The Beatles enjoyed such a pioneering stint in music that it isn’t unusual to find that fans have passionate affections for a particular moment in their career trajectory, or a particular era, let alone a particular album. However, in order to get a peek behind the curtain, we look to uncover George Harrison’s, the band’s famed guitarist and spiritual compass, favourite Fab Four album.
As he was often and affectionately known as the ‘Quiet Beatle’, Harrison could be more accurately described as the ‘too-often-overlooked’ Beatle, as there’s a case to be made that there’s no better guitarist/singer combo in the history of rock music. Except, of course, for perhaps John Lennon. One of the finest songwriters of his generation, Harrison’s tracks such as ‘While My Guitar Gently Weeps’ and ‘Here Comes The Sun’ cement him in the pop music pantheon.
For his favourite Beatles album, you may have thought Harrison would have picked The White Album, after all, it does include four of his own compositions. The guitarist was, quite famously, not a fan of Sgt. Pepper as he felt the concept album had turned them into a set of puppet worker bees. “It became an assembly process—just little parts and then overdubbing,” he once said, feeling as though the band had lost the edge that came with live performances.

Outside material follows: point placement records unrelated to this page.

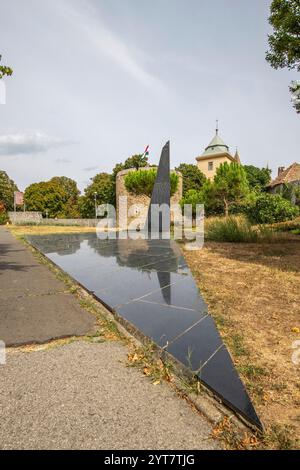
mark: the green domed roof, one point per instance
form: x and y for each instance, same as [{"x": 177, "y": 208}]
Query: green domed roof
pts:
[{"x": 216, "y": 146}]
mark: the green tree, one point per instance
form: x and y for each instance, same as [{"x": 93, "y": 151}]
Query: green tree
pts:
[
  {"x": 69, "y": 186},
  {"x": 295, "y": 91},
  {"x": 7, "y": 189},
  {"x": 258, "y": 178},
  {"x": 46, "y": 197},
  {"x": 192, "y": 177},
  {"x": 4, "y": 70},
  {"x": 103, "y": 187},
  {"x": 230, "y": 186},
  {"x": 271, "y": 208},
  {"x": 285, "y": 41}
]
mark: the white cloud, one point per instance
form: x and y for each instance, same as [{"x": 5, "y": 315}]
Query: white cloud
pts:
[
  {"x": 107, "y": 43},
  {"x": 30, "y": 142}
]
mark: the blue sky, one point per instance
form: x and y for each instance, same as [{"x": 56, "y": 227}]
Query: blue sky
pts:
[{"x": 96, "y": 81}]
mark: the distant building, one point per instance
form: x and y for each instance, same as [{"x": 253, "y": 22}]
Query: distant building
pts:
[
  {"x": 289, "y": 176},
  {"x": 214, "y": 155}
]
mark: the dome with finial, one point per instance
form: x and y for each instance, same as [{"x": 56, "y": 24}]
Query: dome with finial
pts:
[
  {"x": 237, "y": 156},
  {"x": 216, "y": 146}
]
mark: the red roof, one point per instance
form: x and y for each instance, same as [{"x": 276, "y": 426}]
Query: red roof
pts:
[{"x": 292, "y": 173}]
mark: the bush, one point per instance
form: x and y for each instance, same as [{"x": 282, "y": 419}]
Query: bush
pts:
[
  {"x": 271, "y": 208},
  {"x": 3, "y": 218},
  {"x": 142, "y": 182},
  {"x": 231, "y": 229}
]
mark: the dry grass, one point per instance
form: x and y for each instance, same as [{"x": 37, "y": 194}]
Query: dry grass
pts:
[
  {"x": 253, "y": 291},
  {"x": 22, "y": 230}
]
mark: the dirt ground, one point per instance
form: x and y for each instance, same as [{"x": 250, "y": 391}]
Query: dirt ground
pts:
[{"x": 253, "y": 292}]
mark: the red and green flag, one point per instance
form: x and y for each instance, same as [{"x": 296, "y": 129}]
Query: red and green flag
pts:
[{"x": 146, "y": 153}]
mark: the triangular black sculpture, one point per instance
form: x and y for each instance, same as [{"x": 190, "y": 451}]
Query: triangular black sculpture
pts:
[
  {"x": 218, "y": 373},
  {"x": 159, "y": 222}
]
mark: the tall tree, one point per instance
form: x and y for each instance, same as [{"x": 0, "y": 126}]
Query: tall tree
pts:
[
  {"x": 192, "y": 177},
  {"x": 46, "y": 197},
  {"x": 102, "y": 188},
  {"x": 285, "y": 41},
  {"x": 69, "y": 186},
  {"x": 230, "y": 185},
  {"x": 5, "y": 70},
  {"x": 7, "y": 189}
]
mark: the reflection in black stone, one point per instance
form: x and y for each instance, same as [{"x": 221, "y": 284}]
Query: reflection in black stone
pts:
[
  {"x": 148, "y": 283},
  {"x": 165, "y": 280}
]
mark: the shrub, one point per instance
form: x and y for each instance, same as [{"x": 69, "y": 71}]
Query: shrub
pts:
[
  {"x": 142, "y": 182},
  {"x": 271, "y": 208},
  {"x": 192, "y": 197}
]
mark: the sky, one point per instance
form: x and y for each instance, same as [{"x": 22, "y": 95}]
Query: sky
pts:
[{"x": 96, "y": 81}]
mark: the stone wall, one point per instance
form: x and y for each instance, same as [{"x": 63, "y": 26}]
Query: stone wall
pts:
[{"x": 134, "y": 200}]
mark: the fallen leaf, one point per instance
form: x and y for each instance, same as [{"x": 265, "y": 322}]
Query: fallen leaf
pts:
[{"x": 296, "y": 330}]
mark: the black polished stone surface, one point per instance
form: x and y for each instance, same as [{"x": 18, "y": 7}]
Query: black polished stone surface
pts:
[
  {"x": 148, "y": 284},
  {"x": 161, "y": 195}
]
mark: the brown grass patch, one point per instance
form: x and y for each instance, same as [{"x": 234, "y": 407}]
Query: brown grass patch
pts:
[
  {"x": 253, "y": 292},
  {"x": 22, "y": 230}
]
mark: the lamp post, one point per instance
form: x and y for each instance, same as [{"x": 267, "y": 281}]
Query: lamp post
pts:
[{"x": 95, "y": 195}]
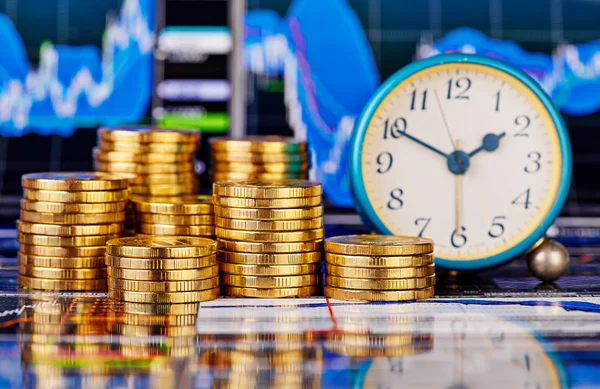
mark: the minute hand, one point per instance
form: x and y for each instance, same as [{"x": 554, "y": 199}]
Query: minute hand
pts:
[{"x": 423, "y": 144}]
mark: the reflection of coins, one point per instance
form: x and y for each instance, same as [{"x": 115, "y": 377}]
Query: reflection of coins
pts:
[
  {"x": 162, "y": 263},
  {"x": 270, "y": 282},
  {"x": 76, "y": 197},
  {"x": 257, "y": 247},
  {"x": 270, "y": 236},
  {"x": 377, "y": 295},
  {"x": 87, "y": 181},
  {"x": 270, "y": 259},
  {"x": 176, "y": 297},
  {"x": 270, "y": 225},
  {"x": 49, "y": 207},
  {"x": 38, "y": 283},
  {"x": 304, "y": 291},
  {"x": 161, "y": 247},
  {"x": 171, "y": 275},
  {"x": 164, "y": 286},
  {"x": 269, "y": 214},
  {"x": 380, "y": 283},
  {"x": 378, "y": 245},
  {"x": 379, "y": 261},
  {"x": 69, "y": 230},
  {"x": 269, "y": 270},
  {"x": 258, "y": 189},
  {"x": 405, "y": 272}
]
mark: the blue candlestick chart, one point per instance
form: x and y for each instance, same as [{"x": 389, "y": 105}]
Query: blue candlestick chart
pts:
[
  {"x": 78, "y": 86},
  {"x": 323, "y": 54}
]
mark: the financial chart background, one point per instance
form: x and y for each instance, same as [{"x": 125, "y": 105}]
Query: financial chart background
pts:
[{"x": 564, "y": 33}]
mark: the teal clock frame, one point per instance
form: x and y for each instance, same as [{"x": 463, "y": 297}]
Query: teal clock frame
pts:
[{"x": 366, "y": 210}]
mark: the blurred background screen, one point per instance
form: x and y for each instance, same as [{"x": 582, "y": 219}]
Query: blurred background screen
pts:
[{"x": 69, "y": 66}]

It was part of what resulted in the infamous split of The Beatles as, in the end, Harrison and Lennon were keen to move back to being an actual band rather than just a recording outfit. It was a drive that permeated much of Harrison’s career with and without the Fab Four.
With his views on artistic integrity in place, it feels right, then, that George Harrison’s favourite LP would reflect a time of creative unknowns and artistic challenges. It was also the album critics defined as a marked turning point: “Rubber Soul was my favourite album,” harrison once revealed. “Even at that time, I think that it was the best one we made,” he added when reflecting on the iconic record in the ’90s.
While it could be easy to see this as the first moment Harrison really broke out, in reality, he loves the album for a different reason altogether: “The most important thing about it was that we were suddenly hearing sounds we weren’t able to hear before,” he wistfully recalled. “Also, we were being more influenced by other people’s music and everything was blossoming at that time—including us.”
Rubber Soul is often seen as one of the most experimental of The Beatles’ albums, reflecting a moment of unbridled creativity within the band, sparking a feeling that would ignite the rest of the Fab Four’s subsequent output. Arguably this was the moment that the Fab Four transcended from pop sensations and into musical icons.
The record was built on a heavy dose of avant-garde rock and roll, unlike the previous efforts, this album was not a hit machine. To John Lennon, it was all rather simple: “We were just getting better, technically and musically, that’s all,” he once said. “Finally, we took over the studio. In the early days, we had to take what we were given—we didn’t know how you can get more bass. We were learning the technique on Rubber Soul. We were more precise about making the album, that’s all. And we took over the cover and everything”.
More so than any other, this album was about challenging themselves as musicians and creators and pushing the audience too. It is this aspect Harrison would always push forward with all of his work. This was the moment The Beatles became giants.